Caroline Montpetit   12 octobre 2002  Livres
Simone de Beauvoir disait qu'on ne naît pas femme, on le devient. Pascale Navarro ajoute qu'on ne naît pas non plus modeste, pudique, ou réservée. On nous l'inculque. Dans son dernier essai intitulé Pour en finir avec la modestie féminine, celle qui avait aussi cosigné avec Nathalie Collard Interdit aux femmes, un livre sur les femmes évoluant dans le milieu de la pornographie, s'attaque au retour en arrière préconisé par plusieurs femmes antiféministes et s'interroge sur les valeurs traditionnellement attachées au sexe féminin.
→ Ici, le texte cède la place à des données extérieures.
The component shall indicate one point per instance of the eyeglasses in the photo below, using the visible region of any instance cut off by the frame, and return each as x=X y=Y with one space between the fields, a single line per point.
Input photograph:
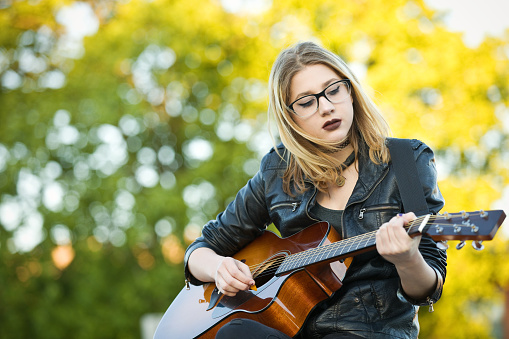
x=308 y=104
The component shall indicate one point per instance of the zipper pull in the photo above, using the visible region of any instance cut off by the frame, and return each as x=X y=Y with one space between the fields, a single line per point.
x=430 y=302
x=361 y=213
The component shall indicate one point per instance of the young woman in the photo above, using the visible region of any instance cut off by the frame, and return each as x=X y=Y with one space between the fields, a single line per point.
x=333 y=165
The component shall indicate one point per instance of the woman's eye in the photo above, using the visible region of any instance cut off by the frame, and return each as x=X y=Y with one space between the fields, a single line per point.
x=306 y=103
x=335 y=90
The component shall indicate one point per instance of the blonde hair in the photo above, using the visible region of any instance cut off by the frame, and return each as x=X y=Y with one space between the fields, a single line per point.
x=310 y=158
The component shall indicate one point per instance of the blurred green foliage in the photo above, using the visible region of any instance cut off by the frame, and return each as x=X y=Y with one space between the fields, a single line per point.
x=126 y=125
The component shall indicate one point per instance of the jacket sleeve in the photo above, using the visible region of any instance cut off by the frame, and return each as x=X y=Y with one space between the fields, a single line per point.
x=244 y=219
x=434 y=257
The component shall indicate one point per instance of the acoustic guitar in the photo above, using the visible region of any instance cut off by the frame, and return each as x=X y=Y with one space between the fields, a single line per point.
x=296 y=273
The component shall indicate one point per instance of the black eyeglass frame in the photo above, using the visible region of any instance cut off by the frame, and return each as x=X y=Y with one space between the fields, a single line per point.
x=321 y=94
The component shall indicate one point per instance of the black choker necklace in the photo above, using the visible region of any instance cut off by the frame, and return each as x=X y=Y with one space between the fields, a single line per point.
x=338 y=147
x=340 y=180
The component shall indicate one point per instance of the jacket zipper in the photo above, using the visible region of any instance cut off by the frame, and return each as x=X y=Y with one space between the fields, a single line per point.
x=293 y=204
x=362 y=200
x=378 y=208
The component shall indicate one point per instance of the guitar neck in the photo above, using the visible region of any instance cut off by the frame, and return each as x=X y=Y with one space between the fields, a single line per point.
x=337 y=250
x=477 y=226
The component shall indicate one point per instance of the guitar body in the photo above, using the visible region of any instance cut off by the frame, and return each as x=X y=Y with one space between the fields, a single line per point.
x=282 y=302
x=294 y=274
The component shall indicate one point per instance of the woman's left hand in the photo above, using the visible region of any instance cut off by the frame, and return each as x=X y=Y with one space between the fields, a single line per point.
x=394 y=244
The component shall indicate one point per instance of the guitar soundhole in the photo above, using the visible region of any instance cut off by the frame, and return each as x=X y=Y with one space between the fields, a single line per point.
x=266 y=270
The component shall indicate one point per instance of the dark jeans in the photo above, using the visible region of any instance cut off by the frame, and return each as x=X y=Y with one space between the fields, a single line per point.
x=250 y=329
La modestie féminine, telle que Pascale Navaro la conçoit, n'est pas l'humilité. «L'humilité comme qualité humaine, c'est très beau», relève-t-elle. Elle parle plutôt de conformisme, de cette façon qu'ont les femmes «de s'effacer et de se conformer à une image qu'on attend des femmes». Cette modestie, dit-elle, est associée de très près à notre définition de ce qu'est la féminité. Citant Isabelle Alonso, auteur du livre Pourquoi je suis devenue chienne de garde, Navarro relève que, «sur un dictionnaire électronique de l'an 2000, au top de la modernité, les synonymes de mâles sont: vigoureux, courageux, fort, énergique, ferme, hardi et noble. Les synonymes de femelle: féminin, efféminé, mièvre, amolli, douillet, délicat».

Pour Navarro, on naît avec un sexe, féminin ou masculin. Tout le reste est culture. Et c'est cette culture de la féminité qui fait qu'encore aujourd'hui, malgré l'immense avancée enregistrée par les femmes en Occident, on trouve moins de femmes dans les lieux de pouvoir, même si on les trouve partout ailleurs, dans les écoles et les universités.

«Cela fait grandement peur aux femmes de prendre le pouvoir, de se tromper, de déplaire, de prendre leur place. On a toujours peur de parler trop fort, de mettre notre poing sur la table, d'envoyer promener quelqu'un, de déplaire, de ne pas être parfaite, de ne pas être aimée de tout le monde. C'est incroyable! Quel homme se pose ces questions-là?», dit-elle.

À la dictature de la vertu, qui muselait les femmes du siècle dernier, s'est substituée la dictature de la beauté, celle qui fait que les femmes ne cherchent pas simplement à être «à leur goût», mais cherchent à répondre à des canons qui leur sont parfois, non seulement parfaitement étrangers, mais irréalisables sans une série de régimes draconiens ou sans chirurgie esthétique. Selon un rapport de l'American Society of Plastic Surgeons, le nombre de jeunes filles de moins de 18 ans qui souhaitent une augmentation mammaire a doublé! Au Québec, les jeunes filles suivent des régimes amaigrissants de plus en plus jeunes.

«Après les mannequins androgynes des années 70 et 80, écrit Navarro, la femme modèle est encore mince mais plus ronde que jamais aux endroits stratégiques, "féminins" par excellence: les seins et les hanches. C'est le retour des longues chevelures, des maquillages élaborés, des chaussures à talons aiguilles, et des tissus diaphanes: bref, revoilà enfin la femme-femme!»

En fait, l'auteur le reconnaît, ces brusques retours aux valeurs traditionnelles ont suivi plusieurs avancées en matière de condition féminine enregistrées dans l'histoire, que ce soit à l'époque des suffragettes ou quand les femmes ont commencé à entrer dans les classes d'enseignement supérieur.

«Ce bref retour en arrière permet de constater une chose: les poussées de liberté sont toujours suivies d'un regain de l'éternel féminin», écrit-elle.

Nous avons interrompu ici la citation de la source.